この記事は北村三郎からの取材をもとに「経営システム」に掲載されたものです。


組織風土の改革

新しい視点

 組織風土は、企業文化、社風などいろいろな言われ方をするが、知らず知らずのうちに組織構成員の考え方や行動様式を規定しているもので、暗黙のルールとなっているものを意味する。これは企業の体質をつくりあげているものでもあり、一朝一夕にはなかなか変わらないものである。

 組織風土を改革したいと願っている経営者は多い。たとえば、チャレンジを恐れない社風にしたい、人が育つ企業文化をつくりたい、一人ひとりが主体的に動く会社にしたいなどである。そのために今までさまざまな試みが行われてきた。ほとんどの経営改善活動は最終的には組織風土の改革を目指しているともいえる。

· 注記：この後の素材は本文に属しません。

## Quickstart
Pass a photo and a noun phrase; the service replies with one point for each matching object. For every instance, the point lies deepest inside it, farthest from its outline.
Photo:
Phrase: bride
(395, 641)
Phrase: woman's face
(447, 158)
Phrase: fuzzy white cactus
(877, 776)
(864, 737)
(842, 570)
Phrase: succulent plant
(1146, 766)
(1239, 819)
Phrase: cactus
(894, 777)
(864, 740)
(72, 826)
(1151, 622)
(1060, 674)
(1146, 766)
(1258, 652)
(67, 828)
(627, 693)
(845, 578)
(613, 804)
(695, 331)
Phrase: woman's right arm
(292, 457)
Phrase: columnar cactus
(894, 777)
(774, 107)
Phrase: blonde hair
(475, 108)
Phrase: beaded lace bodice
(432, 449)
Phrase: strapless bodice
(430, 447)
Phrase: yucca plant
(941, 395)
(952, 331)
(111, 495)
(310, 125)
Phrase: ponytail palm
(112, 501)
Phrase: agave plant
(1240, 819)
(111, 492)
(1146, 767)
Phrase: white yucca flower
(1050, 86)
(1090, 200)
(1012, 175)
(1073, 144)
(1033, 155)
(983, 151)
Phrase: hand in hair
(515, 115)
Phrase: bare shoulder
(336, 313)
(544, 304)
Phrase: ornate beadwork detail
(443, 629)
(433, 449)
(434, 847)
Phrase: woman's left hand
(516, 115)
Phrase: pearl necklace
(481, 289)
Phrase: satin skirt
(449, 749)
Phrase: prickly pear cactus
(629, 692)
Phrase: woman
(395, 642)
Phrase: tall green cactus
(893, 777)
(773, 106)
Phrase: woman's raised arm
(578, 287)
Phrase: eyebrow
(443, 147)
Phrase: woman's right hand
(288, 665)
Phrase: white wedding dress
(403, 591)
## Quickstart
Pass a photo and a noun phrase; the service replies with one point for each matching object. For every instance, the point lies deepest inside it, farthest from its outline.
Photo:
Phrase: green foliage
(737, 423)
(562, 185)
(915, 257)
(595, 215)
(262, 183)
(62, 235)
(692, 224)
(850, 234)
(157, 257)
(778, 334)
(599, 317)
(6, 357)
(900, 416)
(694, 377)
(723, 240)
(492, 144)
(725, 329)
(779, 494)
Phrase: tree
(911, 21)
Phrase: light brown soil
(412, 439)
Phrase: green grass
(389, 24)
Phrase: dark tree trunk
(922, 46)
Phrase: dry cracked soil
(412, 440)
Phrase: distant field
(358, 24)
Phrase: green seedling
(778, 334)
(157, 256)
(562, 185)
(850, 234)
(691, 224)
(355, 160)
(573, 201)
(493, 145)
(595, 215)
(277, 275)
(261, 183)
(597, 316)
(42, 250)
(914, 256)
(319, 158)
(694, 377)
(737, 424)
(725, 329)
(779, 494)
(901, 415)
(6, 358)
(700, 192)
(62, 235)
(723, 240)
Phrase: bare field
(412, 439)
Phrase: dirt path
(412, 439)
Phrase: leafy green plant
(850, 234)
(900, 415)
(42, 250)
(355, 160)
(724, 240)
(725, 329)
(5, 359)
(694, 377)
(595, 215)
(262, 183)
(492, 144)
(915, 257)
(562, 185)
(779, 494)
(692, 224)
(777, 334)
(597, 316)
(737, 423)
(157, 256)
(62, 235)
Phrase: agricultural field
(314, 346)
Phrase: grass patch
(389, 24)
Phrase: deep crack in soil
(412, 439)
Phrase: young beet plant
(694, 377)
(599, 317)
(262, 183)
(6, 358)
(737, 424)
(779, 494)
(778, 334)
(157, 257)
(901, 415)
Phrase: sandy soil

 組織風土とはどのようなもので、それを改革していくためのポイントは何かを考えてみたい。

 なお、今月号では「改革するにはどうしたらよいか」という方法論を中心に展開した。一方では「どういう方向に改革すべきか」という重要な問題がある。これは「経営理念の深化、浸透」ということとも関連する。この点については別な機会に取りまとめてみたい。

組織風土の改革

1 問題の理解

 企業活動の全体構造はどのようになっているのだろうか。抽象的なものから具体的なものへという視点で、「理念一戦略一組織・制度・システム」と分ける方法もあるが、「目に見えるもの」と「目に見えないもの」という区分で見れば下図のように考えられる。

 
「目に見えるもの(ハード構造)」は企業の戦略や制度、実際に現れる行動などであり、「目に見えないの(ソフト構造)」とは仕事のすすめ方の暗黙のルール、常識や前提となっているもので、あらためて意識しなくてもすむものである。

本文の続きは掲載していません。